QueenCremant · 17/05/2025 09:32

The NHS is in a precarious financial situation at the moment and certainly at my Trust any “non essential” role ie admin is being looked at. I’ve put that in speech marks as I believe these roles are essential. But every role is being scrutinised. If they are cost cutting I’d be very surprised if she’s allowed to do overtime as that’s usually the first thing to go.

But she’s proven to you she’s not your friend. Kindly, in your next job, don’t cover for someone and do their work. Let them fail and prove themselves to be rubbish.

i don’t know your employment rights after being there more than 2 years and although your team see you as one of them the decision to let you go will come from higher up.

it’s really brutal at the moment in the nhs

Debinaround · 17/05/2025 09:36

fib88 · 17/05/2025 09:05

You don’t sound that nice yourself if I’m honest 😁 I totally accept I’d be let go first
…but

The higher bands had a meeting with a director and she was the topic of discussion - Apparently she wasn’t pulling her weight, slyly putting her work back (she’d been seen on a specific day) and she’d need to step up or be the first for the door. I was told this in confidence by one of these managers. Genuinely upset for her, i told her what was said and that she needed to improve less chat etc. She knew this claim to be true as she had done what they’d said. I didn’t need to tell her, I did it out of friendship at a risk to myself. My reward she blatantly makes my role vulnerable in thanks.

You did WHAT? You told her something that a manager had told you in confidence so the lazy woman could pull her socks up and not be first out the door? Why would you do that?

I felt sorry for you at the beginning of your thread but not now. The NHS is funded by the taxpayer. It is on its knees. If there are lazy people who don’t pull their weight and are taking 10 weeks off sick when there is nothing wrong with them then these are the people that need to be got rid of. You knew this woman was a lazy piss taker and you not only stuck up for her but you helped her to keep her job!

It is shocking that management knows she’s useless and don’t manage her out and you are a mug for enabling her. 🙄😡

HardbackPaperback · 17/05/2025 09:41

Jellycatspyjamas · 17/05/2025 06:59

By quietly doing her tasks you’re not helping her or yourself - it makes her look capable and you never get the credit for your increased efficiency. Stop doing it, if she wants to do the job, let her get on with it but stop filling in the gaps. You can’t do anything about her behaviour about the job but you can stop facilitating her.

This. You’ve been making her look far more efficient and capable than she is, OP, while making your own work invisible.

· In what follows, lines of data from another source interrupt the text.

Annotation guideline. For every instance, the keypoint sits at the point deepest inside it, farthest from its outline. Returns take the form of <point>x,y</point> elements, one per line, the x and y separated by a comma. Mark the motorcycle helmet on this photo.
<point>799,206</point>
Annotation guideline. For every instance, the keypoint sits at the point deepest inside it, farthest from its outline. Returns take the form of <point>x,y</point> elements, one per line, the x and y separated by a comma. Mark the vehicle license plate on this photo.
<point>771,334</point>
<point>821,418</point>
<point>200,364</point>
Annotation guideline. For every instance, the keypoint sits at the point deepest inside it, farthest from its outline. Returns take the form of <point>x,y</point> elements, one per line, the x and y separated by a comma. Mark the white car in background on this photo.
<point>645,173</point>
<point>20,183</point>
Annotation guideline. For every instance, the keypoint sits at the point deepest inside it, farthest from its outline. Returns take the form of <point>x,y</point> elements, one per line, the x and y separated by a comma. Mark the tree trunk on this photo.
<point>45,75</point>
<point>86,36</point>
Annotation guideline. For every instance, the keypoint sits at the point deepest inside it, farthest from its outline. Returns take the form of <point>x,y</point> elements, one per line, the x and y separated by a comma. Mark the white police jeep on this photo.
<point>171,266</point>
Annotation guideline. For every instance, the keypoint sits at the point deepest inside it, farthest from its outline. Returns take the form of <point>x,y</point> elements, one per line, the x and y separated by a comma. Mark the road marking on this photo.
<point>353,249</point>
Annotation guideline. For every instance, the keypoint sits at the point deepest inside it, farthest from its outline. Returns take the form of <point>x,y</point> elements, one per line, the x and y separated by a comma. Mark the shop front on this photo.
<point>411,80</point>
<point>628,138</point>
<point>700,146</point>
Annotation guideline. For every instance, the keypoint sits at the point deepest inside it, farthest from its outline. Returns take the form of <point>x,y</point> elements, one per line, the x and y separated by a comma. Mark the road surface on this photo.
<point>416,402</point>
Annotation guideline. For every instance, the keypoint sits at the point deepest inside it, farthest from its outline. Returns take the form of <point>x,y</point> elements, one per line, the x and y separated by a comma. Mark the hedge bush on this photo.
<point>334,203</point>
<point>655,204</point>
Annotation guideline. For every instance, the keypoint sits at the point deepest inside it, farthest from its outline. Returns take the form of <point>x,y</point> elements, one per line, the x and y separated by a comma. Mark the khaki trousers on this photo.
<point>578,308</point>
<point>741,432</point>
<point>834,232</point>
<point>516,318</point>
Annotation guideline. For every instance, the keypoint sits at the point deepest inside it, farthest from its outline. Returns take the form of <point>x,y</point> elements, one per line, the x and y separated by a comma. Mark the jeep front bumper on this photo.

FeatherDawn · 17/05/2025 09:42

The one advantage of working in the NHS is there are always other roles/opportunities available
Have you not seen that all NHS Trusts are having to cuts to their budgets by12- 15%
Immediately and most of this is by removing entire services and cutting admin staff.
There is also a total recruitment freeze on all areas.
There are no jobs being advertised and no bank shifts currently.
If someone leaves they are not being replaced.